Posted by hkarner - 7. Dezember 2018

Tuesday, November 13, 2018, Observing Greece

The below statistics (source: Bank of Greece) show the development of the aggregate balance sheet figures of the Greek banking sector (all banks except the Bank of Greece) since the beginning of the financial crisis. Aggregate means that the figures are simply added up and not consolidated, i. e. there may be overstatements in some categories. For the years 2010 and 2015, the figures are as of June.
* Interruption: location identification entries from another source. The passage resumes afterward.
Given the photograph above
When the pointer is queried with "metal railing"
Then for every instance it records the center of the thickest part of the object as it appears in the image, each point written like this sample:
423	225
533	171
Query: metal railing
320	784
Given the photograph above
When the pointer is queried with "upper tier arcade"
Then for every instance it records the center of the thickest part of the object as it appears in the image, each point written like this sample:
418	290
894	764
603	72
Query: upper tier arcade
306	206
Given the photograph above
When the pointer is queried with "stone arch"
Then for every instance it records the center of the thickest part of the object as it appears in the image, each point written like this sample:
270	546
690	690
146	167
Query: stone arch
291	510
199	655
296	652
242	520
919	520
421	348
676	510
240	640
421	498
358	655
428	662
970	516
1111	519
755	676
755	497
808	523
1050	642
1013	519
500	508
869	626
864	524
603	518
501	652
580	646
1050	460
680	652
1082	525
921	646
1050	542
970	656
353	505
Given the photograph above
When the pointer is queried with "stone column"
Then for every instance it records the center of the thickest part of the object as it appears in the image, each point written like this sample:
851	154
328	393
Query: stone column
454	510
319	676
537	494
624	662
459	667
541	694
For 2018, the figures are as of September (in BEUR).

2018 2018
vs vs
2010 2015 2018 2010 2015
Claims on domestic financial institutions 19,1 2,1 5,6 -13,5 3,5
Claims on foreign financial institutions 107,4 26,0 13,5 -93,9 -12,5
Domestic loans 273,9 217,1 181,2 -92,7 -35,9
Foreign loans 7,0 4,8 3,1 -3,9 -1,7
Domestic securities 42,9 13,6 11,6 -31,3 -2,0
Foreign securities 35,3 56,2 13,8 -21,5 -42,4
Domestic equities 7,0 4,8 3,6 -3,4 -1,2
Foreign equities 11,7 9,1 4,1 -7,6 -5,0
Remaining assets 40,4 52,8 54,8 14,4 2,0
Total assets 544,7 386,5 291,3 -253,4 -95,2
Debt to Bank of Greece 96,1 126,7 12,2 -83,9 -114,5
Debt to domestic banks 7,5 0,3 1,1 -6,4 0,8
Debt to foreign banks 63,8 7,6 23,2 -40,6 15,6
Domestic deposits 223,1 130,5 147,5 -75,6 17,0
Foreign deposits 25,5 9,8 6,9 -18,6 -2,9
Remaining liabilities 98,6 42,7 33,2 -65,4 -9,5
Total liabilities 514,6 317,6 224,1 -290,5 -93,5
Capital & Reserves 30,1 68,9 67,2 37,1 -1,7
Total liabilities & equity 544,7 386,5 291,3 -253,4 -95,2

In 2018, total assets (291 BEUR) were only a little over half the total assets of 2010 (545 BEUR), i. e. a decline of 47%. Put differently, almost half of a most important sector of the Greek economy evaporated. Den Rest des Beitrags lesen »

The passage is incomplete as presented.